Bluesman Robert Cray confirms that he's ended his friendship with Eric Clapton over the anti-lockdown song “Stand and Deliver.”

Cray said he's gone as far as to delete the email conversation that resulted in his cancelation of plans to tour with Clapton, because it upset him so much. He's now part of a growing list of acquaintances who've stopped talking to Clapton over his reaction to the pandemic, the Washington Post reports.

Cray said he was surprised when he read the lyrics to “Stand and Deliver.” Written with Van Morrison, it included the lines: “Do you wanna be a free man / Or do you wanna be a slave? / Do you wanna wear these chains / Until you’re lying in the grave?”

He emailed Clapton to ask if he was comfortable with the slavery references. “His reaction back to me was that he was referring to slaves from, you know, England from way back,” Cray said. Cray became increasingly unhappy with the rest of the conversation, and eventually ended it by saying he wouldn’t take part in their planned tour.

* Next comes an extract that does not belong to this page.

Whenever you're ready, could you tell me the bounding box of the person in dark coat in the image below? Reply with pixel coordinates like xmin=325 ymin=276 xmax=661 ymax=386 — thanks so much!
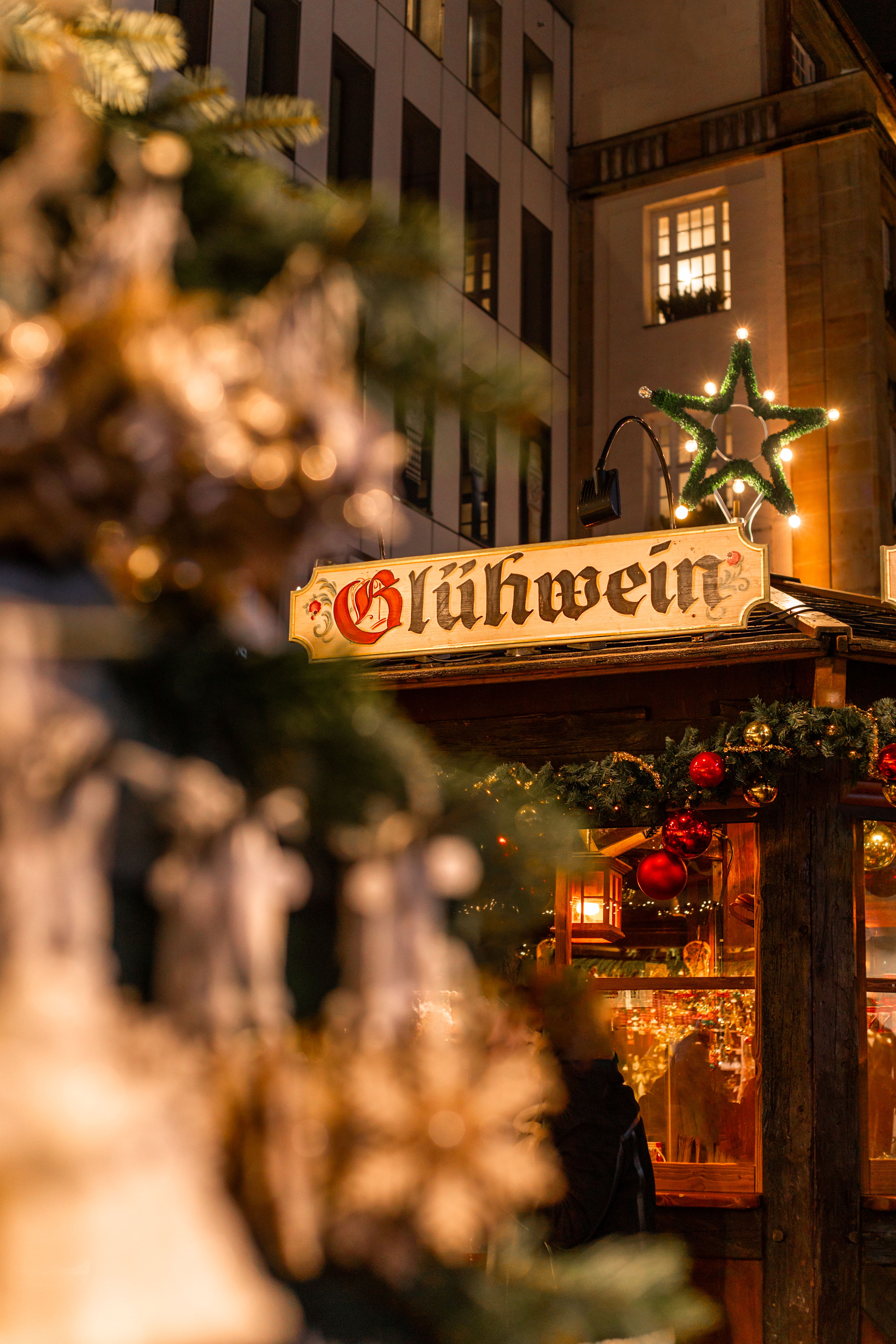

“I’ve told myself, ‘I don’t need to have a conversation,’” Cray added. “I’d just rather not associate with somebody who’s on the extreme and being so selfish. We started playing a music that wasn’t particularly popular to start off with at the time we started playing. We’ve gained some notoriety, and I’m fine with that, but I surely don’t need to hang out with Eric Clapton for that to continue.”

Several Clapton collaborators also discussed his anti-lockdown stance with the Post, and the accusations of racism he’s received over the years. Others expressed bewilderment over the apparent extremity of his position on COVID measures, noting Clapton's generosity on projects like the Crossroads Centre drug facility, which has been worth $20 million to date.

“Nobody I’ve talked to that knows Eric has an answer,” drummer Jim Keltner said. “We’re all in the same boat. We’re all going, ‘I can’t figure it out.’”

In the end, Clapton was described as a cautious, reserved character with whom some never felt close.

“It’s something that he brought upon himself,” Keltner added. “And so I’ve been hoping and praying really, that he can figure out a way to – I don’t say get out of it, but to make it go away somehow, so that it doesn’t ultimately interfere with the music.”